Each SKILLS.md will come with two hooks:

1. first for installing the SKILL itself - maybe install the CLI or do some initial work to get it working

2. Each skill may have dependencies on other skills - we need to install those first

Expressing these two hooks in a formal way in skills would help me completely replace MCP's.

My concrete prediction is that this will happen soon.

Wrote more about it here: https://simianwords.bearblog.dev/what-agent-skills-misses-no...

[−] tomaytotomato 35d ago
As others have said I have found CLI tools much better

This is how I am structuring stuff in Claude Code

- Ansible setup github cli, git, atlassian cli, aws-cli, terraform cli tooling

- Claude hooks for checking these cli tools are authenticated and configured

- Claude skills to use the CLI tooling

[−] michaelashley29 35d ago
100% MCPs truly give the agent tools and allow the agent to make better informed decisions given you can have configured the right MCP tools. Skills are good for knowledge and general guidelines. They give context to the agent, and I have seen some skills being excessively long that could into eat into the context window of the agent. This tool https://protomcp.io/ helps a lot with testing MCP servers before integrating into the agent workflow. You can even see the agent call different tools in real time and view the trace.
[−] vlucas 34d ago
Agreed on the MCP sentiment, and particularly remote MCPs. They keep themselves up to date with predefined tools, schemas, descriptions of how to use them, etc. where skills tend to be a mess over time, as described in the article.

Plug: If you want to try chatting with your financial data via an MCP, give FINTECH_MCP a try: https://www.fintechmcp.app - it's got a preview mode too so you can see how it works without linking any real data.

[−] fjellsystems 34d ago
Experimenting with something adjacent — torget.ai, idea is an agent/tool marketplace so enjoyed this discussion :)

What strikes me is that MCP vs Skills vs Bespoke are all answers to ‘how does an agent use a known capability.’ How does it find one (?) is where I’m experimenting.

Discovery and payment at the agent layer still feels like the missing primitive.

Also (food for thought) the local LLM angle keeps getting underweighted in many discussions. For someone running Gemma 4 locally, there’s no tool layer at all by default. Different problem than the cloud agent angle.

[−] chris_money202 35d ago
I think the worse thing is when someone takes a clearly defined list of steps to do something and writes it as a skill rather than just having AI write it as a script.
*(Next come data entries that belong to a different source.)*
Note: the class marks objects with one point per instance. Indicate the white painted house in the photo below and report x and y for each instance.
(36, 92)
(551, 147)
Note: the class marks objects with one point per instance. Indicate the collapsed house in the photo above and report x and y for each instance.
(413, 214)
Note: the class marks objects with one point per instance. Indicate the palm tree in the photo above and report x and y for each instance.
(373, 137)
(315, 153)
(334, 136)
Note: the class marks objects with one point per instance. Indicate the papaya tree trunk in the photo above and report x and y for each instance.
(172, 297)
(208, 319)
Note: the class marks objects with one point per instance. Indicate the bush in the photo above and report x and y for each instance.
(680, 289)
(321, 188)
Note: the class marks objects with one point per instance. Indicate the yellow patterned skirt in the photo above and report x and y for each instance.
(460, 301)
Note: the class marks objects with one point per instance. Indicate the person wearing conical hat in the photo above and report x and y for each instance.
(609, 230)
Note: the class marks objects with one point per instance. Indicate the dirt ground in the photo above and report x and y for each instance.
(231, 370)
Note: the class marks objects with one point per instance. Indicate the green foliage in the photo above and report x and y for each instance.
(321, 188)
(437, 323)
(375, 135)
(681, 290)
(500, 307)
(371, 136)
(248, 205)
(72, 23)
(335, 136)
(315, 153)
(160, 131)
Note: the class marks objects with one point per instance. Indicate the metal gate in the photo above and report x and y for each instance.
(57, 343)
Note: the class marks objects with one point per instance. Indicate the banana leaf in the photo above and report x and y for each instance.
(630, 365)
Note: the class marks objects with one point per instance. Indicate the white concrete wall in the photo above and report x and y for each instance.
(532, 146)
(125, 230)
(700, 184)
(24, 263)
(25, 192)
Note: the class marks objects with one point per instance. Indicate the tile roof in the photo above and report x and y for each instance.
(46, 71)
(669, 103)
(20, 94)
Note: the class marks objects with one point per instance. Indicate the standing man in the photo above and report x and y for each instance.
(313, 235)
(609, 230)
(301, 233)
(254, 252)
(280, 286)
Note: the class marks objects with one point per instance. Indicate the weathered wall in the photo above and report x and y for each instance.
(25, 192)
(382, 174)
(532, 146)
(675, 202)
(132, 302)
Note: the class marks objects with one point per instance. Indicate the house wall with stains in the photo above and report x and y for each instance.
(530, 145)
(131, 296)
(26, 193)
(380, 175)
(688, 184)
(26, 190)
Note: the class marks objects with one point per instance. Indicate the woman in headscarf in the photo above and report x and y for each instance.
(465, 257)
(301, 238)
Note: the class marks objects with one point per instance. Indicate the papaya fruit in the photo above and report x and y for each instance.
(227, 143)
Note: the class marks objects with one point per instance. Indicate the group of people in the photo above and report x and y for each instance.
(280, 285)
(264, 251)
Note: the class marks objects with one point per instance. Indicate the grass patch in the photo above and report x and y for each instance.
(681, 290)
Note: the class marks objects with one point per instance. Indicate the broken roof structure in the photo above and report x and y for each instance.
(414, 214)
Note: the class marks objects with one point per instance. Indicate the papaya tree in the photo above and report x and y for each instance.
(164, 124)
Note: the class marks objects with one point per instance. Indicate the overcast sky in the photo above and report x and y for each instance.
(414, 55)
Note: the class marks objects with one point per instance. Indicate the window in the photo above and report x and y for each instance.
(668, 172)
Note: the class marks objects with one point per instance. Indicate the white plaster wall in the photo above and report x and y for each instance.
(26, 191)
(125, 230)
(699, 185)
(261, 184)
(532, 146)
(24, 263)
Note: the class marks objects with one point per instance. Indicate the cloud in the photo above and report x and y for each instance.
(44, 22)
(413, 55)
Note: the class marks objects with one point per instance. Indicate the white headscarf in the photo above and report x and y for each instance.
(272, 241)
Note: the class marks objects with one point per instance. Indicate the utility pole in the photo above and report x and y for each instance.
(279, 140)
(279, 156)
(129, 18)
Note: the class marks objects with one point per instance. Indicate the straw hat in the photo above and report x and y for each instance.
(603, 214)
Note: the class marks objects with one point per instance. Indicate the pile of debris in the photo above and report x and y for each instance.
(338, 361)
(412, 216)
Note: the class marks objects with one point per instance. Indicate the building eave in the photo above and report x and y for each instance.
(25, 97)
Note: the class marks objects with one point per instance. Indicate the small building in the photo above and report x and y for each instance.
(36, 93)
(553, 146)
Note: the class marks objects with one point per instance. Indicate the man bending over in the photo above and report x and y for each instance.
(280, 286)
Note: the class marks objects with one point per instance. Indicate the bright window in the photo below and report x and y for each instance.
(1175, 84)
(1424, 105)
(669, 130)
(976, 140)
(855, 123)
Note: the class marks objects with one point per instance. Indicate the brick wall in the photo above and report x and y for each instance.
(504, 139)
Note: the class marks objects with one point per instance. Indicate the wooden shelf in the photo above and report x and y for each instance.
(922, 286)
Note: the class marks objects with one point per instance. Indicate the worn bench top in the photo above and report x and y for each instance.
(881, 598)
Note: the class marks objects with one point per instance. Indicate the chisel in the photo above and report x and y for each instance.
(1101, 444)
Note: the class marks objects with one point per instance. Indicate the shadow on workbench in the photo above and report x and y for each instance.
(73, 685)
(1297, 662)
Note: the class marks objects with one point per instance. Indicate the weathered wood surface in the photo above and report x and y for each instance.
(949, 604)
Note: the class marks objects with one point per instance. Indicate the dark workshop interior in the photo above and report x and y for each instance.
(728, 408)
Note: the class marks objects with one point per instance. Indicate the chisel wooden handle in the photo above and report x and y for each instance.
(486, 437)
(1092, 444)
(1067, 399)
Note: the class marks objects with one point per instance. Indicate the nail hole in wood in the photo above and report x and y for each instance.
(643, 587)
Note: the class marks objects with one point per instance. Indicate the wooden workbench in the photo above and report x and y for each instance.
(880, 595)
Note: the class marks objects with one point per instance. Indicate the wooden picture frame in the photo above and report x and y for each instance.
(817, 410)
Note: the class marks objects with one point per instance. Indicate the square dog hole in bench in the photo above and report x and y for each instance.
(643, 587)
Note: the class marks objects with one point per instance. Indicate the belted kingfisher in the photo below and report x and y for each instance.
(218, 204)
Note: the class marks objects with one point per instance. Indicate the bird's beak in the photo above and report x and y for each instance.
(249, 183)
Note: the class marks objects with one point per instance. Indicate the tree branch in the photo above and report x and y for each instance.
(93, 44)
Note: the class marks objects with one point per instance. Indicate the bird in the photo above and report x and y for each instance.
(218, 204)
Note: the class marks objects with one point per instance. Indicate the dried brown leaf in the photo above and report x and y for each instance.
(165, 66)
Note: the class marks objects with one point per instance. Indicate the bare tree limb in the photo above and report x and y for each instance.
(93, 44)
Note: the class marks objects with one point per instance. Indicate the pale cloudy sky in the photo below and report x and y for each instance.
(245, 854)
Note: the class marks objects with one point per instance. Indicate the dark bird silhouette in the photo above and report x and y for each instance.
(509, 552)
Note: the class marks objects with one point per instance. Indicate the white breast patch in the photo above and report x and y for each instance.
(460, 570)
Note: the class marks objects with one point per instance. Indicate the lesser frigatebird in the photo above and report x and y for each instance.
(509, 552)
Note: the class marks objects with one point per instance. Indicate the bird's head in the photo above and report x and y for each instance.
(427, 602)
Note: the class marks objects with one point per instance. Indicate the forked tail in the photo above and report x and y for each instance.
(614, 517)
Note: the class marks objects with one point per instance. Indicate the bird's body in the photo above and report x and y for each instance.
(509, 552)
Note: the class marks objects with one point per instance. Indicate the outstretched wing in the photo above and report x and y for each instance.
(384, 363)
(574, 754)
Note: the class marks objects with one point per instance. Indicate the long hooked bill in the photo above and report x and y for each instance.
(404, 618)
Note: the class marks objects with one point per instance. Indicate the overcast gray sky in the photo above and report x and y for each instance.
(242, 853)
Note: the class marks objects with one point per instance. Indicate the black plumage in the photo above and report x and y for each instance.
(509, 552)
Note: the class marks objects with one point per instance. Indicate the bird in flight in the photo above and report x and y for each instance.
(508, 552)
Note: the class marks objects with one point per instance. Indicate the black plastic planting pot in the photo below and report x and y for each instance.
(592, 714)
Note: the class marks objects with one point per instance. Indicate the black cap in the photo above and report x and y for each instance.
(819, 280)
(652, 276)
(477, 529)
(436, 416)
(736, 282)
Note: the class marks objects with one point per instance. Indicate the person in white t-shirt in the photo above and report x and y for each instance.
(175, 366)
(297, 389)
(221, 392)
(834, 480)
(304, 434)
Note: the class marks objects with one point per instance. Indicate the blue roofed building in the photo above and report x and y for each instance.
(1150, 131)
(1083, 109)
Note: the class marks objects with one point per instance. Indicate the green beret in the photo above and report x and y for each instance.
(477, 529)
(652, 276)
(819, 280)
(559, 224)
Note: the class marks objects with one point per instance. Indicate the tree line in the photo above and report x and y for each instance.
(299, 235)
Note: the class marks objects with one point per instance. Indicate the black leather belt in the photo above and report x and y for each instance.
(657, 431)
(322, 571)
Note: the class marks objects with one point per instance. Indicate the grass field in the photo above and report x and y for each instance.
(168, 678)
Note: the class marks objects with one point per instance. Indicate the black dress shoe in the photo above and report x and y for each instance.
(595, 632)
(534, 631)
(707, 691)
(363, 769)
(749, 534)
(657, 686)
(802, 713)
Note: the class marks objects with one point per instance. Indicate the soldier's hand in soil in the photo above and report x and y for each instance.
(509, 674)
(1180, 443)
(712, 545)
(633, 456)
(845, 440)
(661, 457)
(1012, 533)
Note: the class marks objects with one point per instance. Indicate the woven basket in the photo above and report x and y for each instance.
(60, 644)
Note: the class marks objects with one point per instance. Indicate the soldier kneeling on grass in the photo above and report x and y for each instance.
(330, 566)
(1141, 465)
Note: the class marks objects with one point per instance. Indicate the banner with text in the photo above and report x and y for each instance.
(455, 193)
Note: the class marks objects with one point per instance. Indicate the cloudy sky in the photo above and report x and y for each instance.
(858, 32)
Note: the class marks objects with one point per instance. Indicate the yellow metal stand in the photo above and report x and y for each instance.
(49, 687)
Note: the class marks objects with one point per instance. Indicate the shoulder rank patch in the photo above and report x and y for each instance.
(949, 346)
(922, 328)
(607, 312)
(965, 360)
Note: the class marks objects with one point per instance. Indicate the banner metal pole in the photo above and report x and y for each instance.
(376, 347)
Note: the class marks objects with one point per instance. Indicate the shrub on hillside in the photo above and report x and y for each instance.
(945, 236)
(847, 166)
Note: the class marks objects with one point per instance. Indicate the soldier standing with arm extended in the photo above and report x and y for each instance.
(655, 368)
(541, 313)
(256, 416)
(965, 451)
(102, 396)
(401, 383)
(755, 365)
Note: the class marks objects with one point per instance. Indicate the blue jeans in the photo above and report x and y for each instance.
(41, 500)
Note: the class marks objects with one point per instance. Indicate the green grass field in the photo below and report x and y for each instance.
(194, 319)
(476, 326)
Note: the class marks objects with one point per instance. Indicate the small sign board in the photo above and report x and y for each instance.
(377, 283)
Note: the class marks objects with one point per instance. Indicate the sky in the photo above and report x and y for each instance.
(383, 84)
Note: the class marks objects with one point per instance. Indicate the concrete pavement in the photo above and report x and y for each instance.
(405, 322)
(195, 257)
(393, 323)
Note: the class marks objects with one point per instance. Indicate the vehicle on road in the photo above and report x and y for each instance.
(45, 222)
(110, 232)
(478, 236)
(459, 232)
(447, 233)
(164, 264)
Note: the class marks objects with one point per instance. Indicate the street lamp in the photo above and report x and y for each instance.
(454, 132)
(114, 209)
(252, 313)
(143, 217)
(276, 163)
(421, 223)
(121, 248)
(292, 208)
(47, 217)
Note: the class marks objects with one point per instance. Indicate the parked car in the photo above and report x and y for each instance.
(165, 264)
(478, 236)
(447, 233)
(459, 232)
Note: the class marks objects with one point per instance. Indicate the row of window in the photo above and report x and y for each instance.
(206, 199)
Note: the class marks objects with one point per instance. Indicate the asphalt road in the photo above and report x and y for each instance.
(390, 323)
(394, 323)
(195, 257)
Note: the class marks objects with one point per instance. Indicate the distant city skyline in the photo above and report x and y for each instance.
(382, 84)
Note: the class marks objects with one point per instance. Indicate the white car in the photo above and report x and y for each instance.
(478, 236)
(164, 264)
It’s like people have forgot what scripting is
[−] qrbcards 35d ago
The comparison to app stores is interesting but I think MCP registries solve a different problem. App stores are for humans browsing. MCP registries are for agents discovering tools at runtime based on the task at hand. The user never browses — they describe what they need and the agent finds the tool.

That is a meaningful distribution shift. Products no longer need to be marketed to end users if an agent can find and invoke them directly. Skills require the developer to install them ahead of time, which means someone already decided this tool was relevant.